Misyonerlik ve küresel emperyalizm
“ Hıristiyanlık Afrika’ya geldiğinde, Afrikalıların toprakları, Hıristiyanların da İncilleri vardı.
Hıristiyanlar bize, gözlerimizi kapayarak dua ve ibadet etmeyi öğrettiler.
Gözlerimizi açtığımızda, onlar bizim topraklarımızı, biz de onların İncillerini almıştık.”
Bu Afrika özdeyişi durumu ne kadar yalın özetliyor….
Din, yüzyıllardır, emperyal hedeflere ulaşmanın bir aracı olarak kullanıldı.
Misyonerlik faaliyetleri ile ulusal kimlikler üzerine baskı uygulanarak, toplumların kılcal damarlarına kadar girildi. Etnik grupların toplumda “azınlık” olmaktan kaynaklanan ezilmişlik duyguları, inançlar üzerinden kullanıldı. Tarihimiz bunun örnekleriyle dolu.

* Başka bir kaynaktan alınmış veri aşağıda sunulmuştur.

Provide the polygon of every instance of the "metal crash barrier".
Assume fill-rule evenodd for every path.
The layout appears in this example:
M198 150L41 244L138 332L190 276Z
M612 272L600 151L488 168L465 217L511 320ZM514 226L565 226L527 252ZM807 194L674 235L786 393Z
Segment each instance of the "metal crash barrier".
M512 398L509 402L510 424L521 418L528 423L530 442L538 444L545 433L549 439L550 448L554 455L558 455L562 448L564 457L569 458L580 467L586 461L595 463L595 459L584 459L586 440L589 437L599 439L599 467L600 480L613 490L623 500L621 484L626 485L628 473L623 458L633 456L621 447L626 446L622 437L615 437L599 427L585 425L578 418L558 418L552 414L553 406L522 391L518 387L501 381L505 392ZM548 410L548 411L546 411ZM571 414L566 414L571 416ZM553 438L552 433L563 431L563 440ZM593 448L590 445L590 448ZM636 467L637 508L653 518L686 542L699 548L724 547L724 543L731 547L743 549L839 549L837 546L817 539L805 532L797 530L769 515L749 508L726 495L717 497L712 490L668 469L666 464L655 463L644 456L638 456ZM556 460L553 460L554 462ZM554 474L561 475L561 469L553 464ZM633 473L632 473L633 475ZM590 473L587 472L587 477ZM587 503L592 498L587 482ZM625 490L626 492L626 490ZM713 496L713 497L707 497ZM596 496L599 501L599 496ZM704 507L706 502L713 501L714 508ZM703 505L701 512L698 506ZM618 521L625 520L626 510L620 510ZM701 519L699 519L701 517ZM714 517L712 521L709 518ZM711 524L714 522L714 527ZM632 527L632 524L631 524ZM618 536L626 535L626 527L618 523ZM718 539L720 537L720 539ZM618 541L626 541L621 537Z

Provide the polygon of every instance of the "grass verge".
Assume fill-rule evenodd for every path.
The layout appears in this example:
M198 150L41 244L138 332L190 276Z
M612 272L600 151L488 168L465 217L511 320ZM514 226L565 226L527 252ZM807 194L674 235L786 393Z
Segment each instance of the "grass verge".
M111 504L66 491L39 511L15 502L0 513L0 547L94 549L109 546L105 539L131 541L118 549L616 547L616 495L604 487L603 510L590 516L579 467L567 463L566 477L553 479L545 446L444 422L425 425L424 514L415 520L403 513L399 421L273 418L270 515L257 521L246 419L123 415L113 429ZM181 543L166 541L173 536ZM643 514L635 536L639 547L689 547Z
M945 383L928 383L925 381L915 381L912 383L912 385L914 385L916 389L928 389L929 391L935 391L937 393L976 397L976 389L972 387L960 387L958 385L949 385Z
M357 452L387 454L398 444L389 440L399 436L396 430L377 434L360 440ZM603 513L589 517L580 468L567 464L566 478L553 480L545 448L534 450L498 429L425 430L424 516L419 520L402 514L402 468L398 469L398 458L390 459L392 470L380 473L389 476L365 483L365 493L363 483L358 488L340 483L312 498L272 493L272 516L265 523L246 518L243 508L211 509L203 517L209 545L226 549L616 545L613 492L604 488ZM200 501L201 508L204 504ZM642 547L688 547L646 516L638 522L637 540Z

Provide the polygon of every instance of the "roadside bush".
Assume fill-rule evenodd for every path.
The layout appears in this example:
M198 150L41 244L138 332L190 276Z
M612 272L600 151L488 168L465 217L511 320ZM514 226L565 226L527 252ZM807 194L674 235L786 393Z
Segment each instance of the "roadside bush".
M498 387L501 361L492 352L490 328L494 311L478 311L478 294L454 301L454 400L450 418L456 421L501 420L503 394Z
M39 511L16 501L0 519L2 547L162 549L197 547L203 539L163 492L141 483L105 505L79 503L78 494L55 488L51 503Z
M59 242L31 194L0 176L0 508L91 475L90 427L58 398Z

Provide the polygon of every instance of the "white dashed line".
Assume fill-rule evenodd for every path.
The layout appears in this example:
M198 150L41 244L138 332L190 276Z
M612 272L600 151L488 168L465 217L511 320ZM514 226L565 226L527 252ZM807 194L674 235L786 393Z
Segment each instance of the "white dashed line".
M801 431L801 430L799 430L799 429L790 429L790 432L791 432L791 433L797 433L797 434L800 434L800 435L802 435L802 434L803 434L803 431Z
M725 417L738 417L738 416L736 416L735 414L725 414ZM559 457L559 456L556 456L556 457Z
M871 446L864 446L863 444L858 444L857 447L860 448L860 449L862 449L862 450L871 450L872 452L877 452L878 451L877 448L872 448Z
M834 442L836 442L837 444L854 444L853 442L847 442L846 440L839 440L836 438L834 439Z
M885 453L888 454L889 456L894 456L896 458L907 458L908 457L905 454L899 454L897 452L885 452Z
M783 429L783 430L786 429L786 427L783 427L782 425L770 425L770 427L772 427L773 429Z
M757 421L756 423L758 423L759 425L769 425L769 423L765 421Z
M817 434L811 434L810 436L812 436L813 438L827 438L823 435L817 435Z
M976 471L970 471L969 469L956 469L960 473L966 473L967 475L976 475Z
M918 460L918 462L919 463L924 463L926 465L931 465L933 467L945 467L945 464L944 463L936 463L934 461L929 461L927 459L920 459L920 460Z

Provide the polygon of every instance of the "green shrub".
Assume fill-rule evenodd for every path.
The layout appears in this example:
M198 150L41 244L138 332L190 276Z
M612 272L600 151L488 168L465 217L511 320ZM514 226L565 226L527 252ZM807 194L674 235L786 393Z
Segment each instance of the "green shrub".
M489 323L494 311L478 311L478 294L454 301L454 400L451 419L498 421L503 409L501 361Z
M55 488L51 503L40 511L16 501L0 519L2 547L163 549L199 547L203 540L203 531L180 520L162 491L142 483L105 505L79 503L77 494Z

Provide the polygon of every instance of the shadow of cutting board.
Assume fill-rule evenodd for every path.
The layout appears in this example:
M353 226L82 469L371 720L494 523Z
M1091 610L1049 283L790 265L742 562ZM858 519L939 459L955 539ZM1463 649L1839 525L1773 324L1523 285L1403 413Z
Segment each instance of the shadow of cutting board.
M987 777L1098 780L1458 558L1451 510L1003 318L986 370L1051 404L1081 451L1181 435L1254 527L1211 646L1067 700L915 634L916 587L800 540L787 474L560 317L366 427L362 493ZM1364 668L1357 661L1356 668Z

Amerikan Yabancı Misyoner Komisyonu Kurulu ( American Board of Commisioners for Foreign Mission) 1810’da kurulan ilk ve en büyük Misyoner Örgütüdür.
Bu örgütün 1880’de yayınladığı Bartlett Raporunda “Misyoner faaliyetleri açısından Türkiye’nin Asya’nın anahtarı” olduğu yazılıdır.
Misyonerler 1820’den başlayarak Anadolu’da etkinliklerini başlattılar. İstasyonlar kurarak kiliseler, okullar ve hastaneler açtılar.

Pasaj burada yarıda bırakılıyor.